A turn-key solution for creating a customized AI Personal Assistant with an Ollama-compatible RAG API. This project combines large language models with your personal information to deliver contextually relevant, personalized responses.
- Ollama Personal Assistant with RAG
This project provides a complete solution for creating a personalized AI assistant powered by Ollama models and enhanced with Retrieval Augmented Generation (RAG).

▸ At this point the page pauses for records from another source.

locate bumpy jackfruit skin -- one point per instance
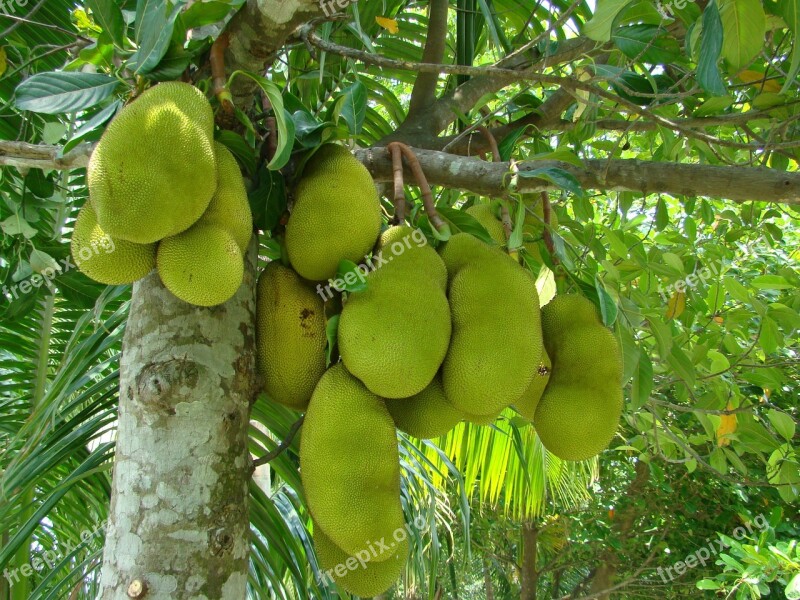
(290, 336)
(104, 259)
(409, 245)
(484, 214)
(229, 207)
(496, 341)
(579, 411)
(202, 266)
(394, 335)
(425, 415)
(349, 463)
(336, 215)
(527, 403)
(153, 171)
(378, 574)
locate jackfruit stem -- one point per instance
(217, 60)
(546, 234)
(424, 188)
(399, 194)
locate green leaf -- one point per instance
(16, 225)
(282, 120)
(354, 106)
(563, 179)
(662, 214)
(65, 91)
(154, 26)
(205, 13)
(783, 423)
(109, 16)
(647, 43)
(642, 383)
(771, 282)
(790, 11)
(710, 48)
(743, 26)
(599, 27)
(608, 308)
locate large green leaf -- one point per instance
(61, 92)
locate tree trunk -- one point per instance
(178, 526)
(530, 576)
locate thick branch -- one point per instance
(258, 31)
(424, 92)
(741, 184)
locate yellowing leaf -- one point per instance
(727, 426)
(389, 24)
(757, 79)
(676, 305)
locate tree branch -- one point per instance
(257, 32)
(424, 92)
(740, 184)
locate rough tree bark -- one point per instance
(178, 525)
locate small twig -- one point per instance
(219, 81)
(492, 143)
(399, 192)
(546, 234)
(424, 188)
(281, 448)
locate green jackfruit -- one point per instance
(527, 403)
(579, 411)
(290, 336)
(368, 573)
(484, 214)
(105, 259)
(406, 244)
(336, 215)
(202, 266)
(394, 335)
(229, 207)
(496, 342)
(153, 171)
(427, 414)
(349, 463)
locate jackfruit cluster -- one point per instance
(578, 413)
(431, 338)
(163, 194)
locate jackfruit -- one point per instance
(336, 215)
(496, 342)
(349, 463)
(484, 214)
(579, 411)
(290, 336)
(394, 335)
(370, 572)
(105, 259)
(425, 415)
(527, 403)
(406, 244)
(229, 207)
(202, 266)
(153, 171)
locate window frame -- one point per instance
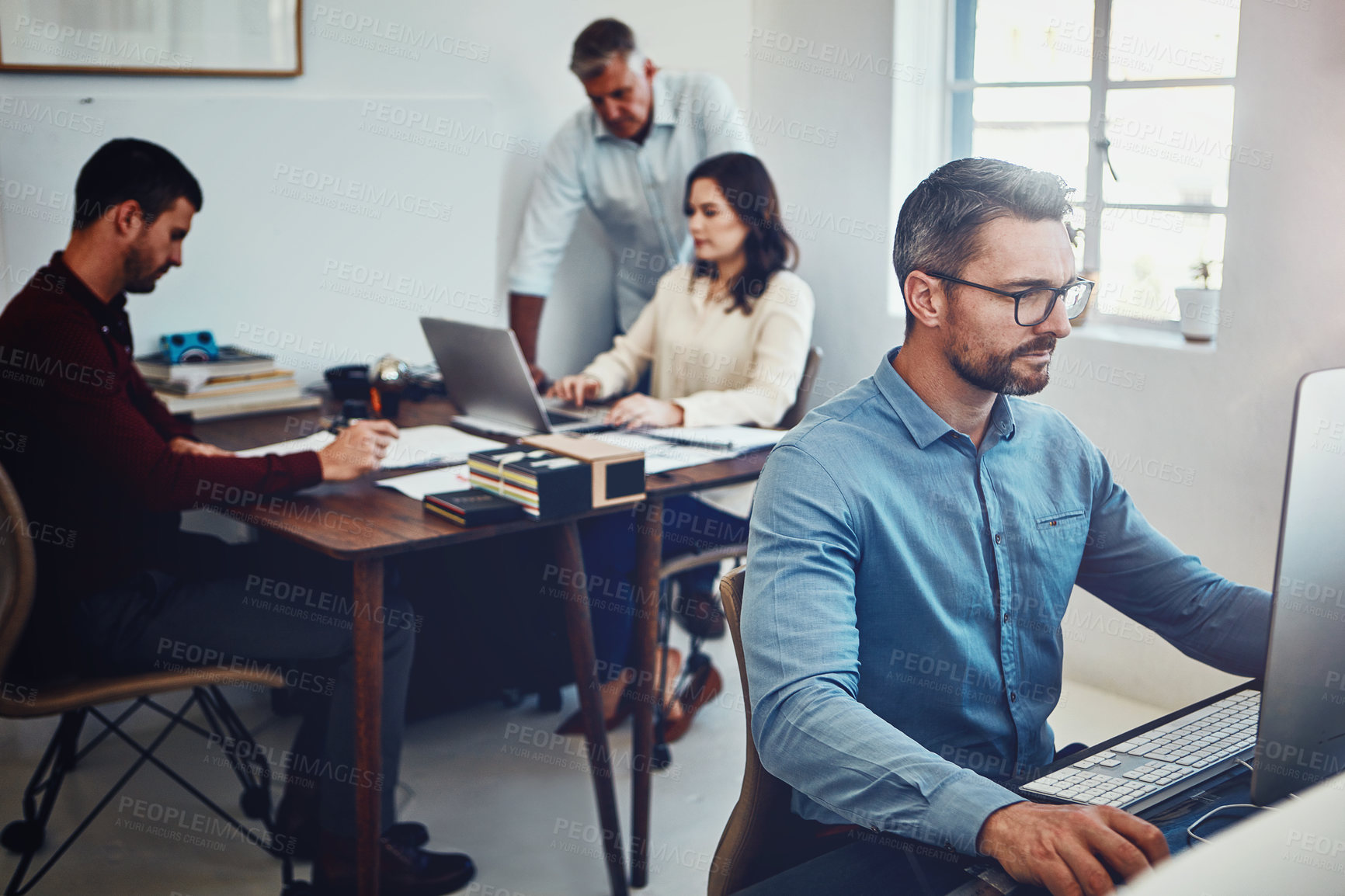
(962, 124)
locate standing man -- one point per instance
(915, 543)
(627, 159)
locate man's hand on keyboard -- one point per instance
(1069, 849)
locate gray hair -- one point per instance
(940, 220)
(599, 43)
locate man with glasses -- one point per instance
(913, 545)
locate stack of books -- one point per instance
(474, 508)
(547, 484)
(240, 382)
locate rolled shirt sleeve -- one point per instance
(551, 211)
(808, 723)
(1134, 568)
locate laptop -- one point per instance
(487, 378)
(1290, 731)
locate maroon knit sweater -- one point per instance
(86, 443)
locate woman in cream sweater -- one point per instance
(725, 342)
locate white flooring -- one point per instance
(486, 780)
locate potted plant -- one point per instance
(1199, 306)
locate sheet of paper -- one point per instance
(435, 444)
(661, 457)
(415, 447)
(315, 442)
(736, 439)
(431, 482)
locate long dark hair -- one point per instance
(768, 246)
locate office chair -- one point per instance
(697, 658)
(763, 837)
(78, 699)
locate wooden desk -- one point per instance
(362, 523)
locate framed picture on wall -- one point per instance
(244, 38)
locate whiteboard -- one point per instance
(327, 227)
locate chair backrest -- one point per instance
(18, 569)
(801, 401)
(763, 837)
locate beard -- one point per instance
(140, 272)
(994, 373)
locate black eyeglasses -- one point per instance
(1034, 304)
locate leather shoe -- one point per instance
(402, 870)
(297, 832)
(700, 613)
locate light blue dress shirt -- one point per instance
(635, 190)
(904, 598)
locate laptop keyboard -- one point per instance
(1159, 763)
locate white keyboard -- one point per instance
(1152, 767)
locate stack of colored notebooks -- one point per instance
(238, 382)
(474, 508)
(545, 483)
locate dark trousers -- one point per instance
(244, 607)
(608, 545)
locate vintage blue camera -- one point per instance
(180, 347)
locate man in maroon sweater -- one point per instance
(104, 474)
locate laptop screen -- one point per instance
(1301, 736)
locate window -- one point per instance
(1131, 101)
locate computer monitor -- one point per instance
(1301, 735)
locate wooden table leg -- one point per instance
(369, 710)
(586, 677)
(648, 554)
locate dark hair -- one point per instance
(597, 45)
(768, 246)
(130, 168)
(940, 220)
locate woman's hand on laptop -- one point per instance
(1071, 849)
(358, 450)
(575, 389)
(641, 411)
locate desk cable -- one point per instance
(1190, 832)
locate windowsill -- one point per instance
(1139, 335)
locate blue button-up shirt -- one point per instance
(635, 190)
(904, 598)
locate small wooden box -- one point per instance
(617, 473)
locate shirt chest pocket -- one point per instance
(1060, 523)
(1062, 536)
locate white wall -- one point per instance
(525, 80)
(836, 193)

It enables your AI assistant to know and recall information about you, providing responses that feel natural and personalized.
The system combines:
- Personality & Formatting: Customize an existing LLM to add a specific personality and response style.
- Static Personal Data: Incorporate persistent information about your life: family, health, work, etc.
- Dynamic Data: Include frequently changing information like weather forecasts, calendar events, and messages.
Note
This project uses an example assistant named OLIVER (Overly Logical Interface with Vaguely Eccentric Replies) as a template. Feel free to customize it according to your preferences.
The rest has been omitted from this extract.